Fear, even the puerile fear of being thought to take an interest in dubious websites, is what prompts kneejerk reactions, including that of turning off, or turning on, that particular site, or a programme or news item which fascinates as much as it informs.
We are fascinated by other people’s pain, and we fear that fascination. What other possible explanation could there be for the commercial success of the thoroughly nasty in the world of media, books and entertainment – apart from the possibility of there being something thoroughly nasty inside all of us which we both fear and are compelled to revisit?
Some of us are quite addicted to the news. But being a bit of a news junkie is not just a slightly voyeuristic form of conscience appeasement, in other words, wanting to know what is happening to strangers in distant places and convincing ourselves that we care. It is also about trying to make sense of suffering and of understanding ourselves and our own suffering a little better.
It seems that engaging with the pain of strangers, and of other nations, reveals two things about suffering in general. First, that every person’s suffering, and the suffering of every innocent creature, is connected to the suffering of those who have gone before and, second, that suffering, including the suffering of the earth and of animals, is never pointless, although it may seem so at the time. Engaging with the suffering of others, even in the briefest and most superficial way, reveals how all suffering is connected. But knowing this does not necessarily makes us more caring or more generous because despite the immediacy of the internet and the sense of intimacy which it brings to any violent or tragic situation, the suffering, as far as we are concerned, is still going on somewhere else. It is not happening to me or to anyone I know. It is also compressed into a very short time space, enough for a short interview and some film footage. The suffering of others is both immediate and far away, close up and beyond reach, real and unreal.
Paradoxically, this creates a kind of limbo in which we can more or less ‘deal’ with the chaos and breakdown of nations and communities and with the devastation of lives, lives such as those which wash up on the shores of Lampedusa.
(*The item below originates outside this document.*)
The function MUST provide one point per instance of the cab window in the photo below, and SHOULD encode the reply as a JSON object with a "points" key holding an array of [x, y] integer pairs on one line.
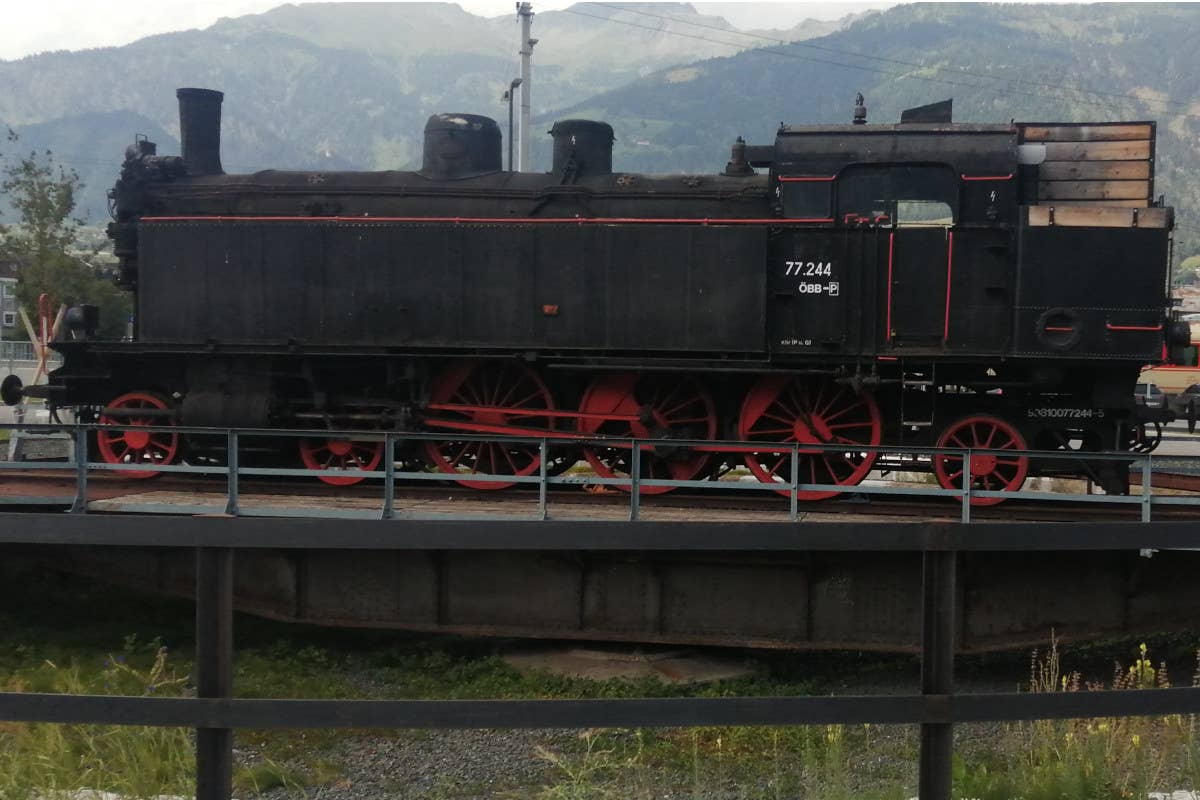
{"points": [[904, 194], [807, 199]]}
But instantaneous information also disempowers. Before we have had a chance to think about the situation in any depth, the moment has passed and another news item is before us, usually wholly unrelated to what preceded it. This in turn contributes to a sense of not being able to hold things together, one which mirrors the fragmentation of the world in which, as the poet W.B. Yeats wrote, ‘things fall apart, the centre cannot hold’.
One way to counter this sense of falling apart is to consciously ‘hold’ all that is going on around us, and the essence of any present moment – its ‘itness’, within the embrace of God and to allow him to ‘grasp’ it. We hold, by simply paying attention to the news, and to the moment being covered, in the presence of God, while at the same time letting go. Ultimately, it is the letting go which matters, the allowing which comes with acceptance of the way things are and the acknowledgment that we have all played a part in making them so. Once the allowing has been done we can yield the world’s suffering, and our own, to the only one who can prevent an irrevocable falling apart of all things.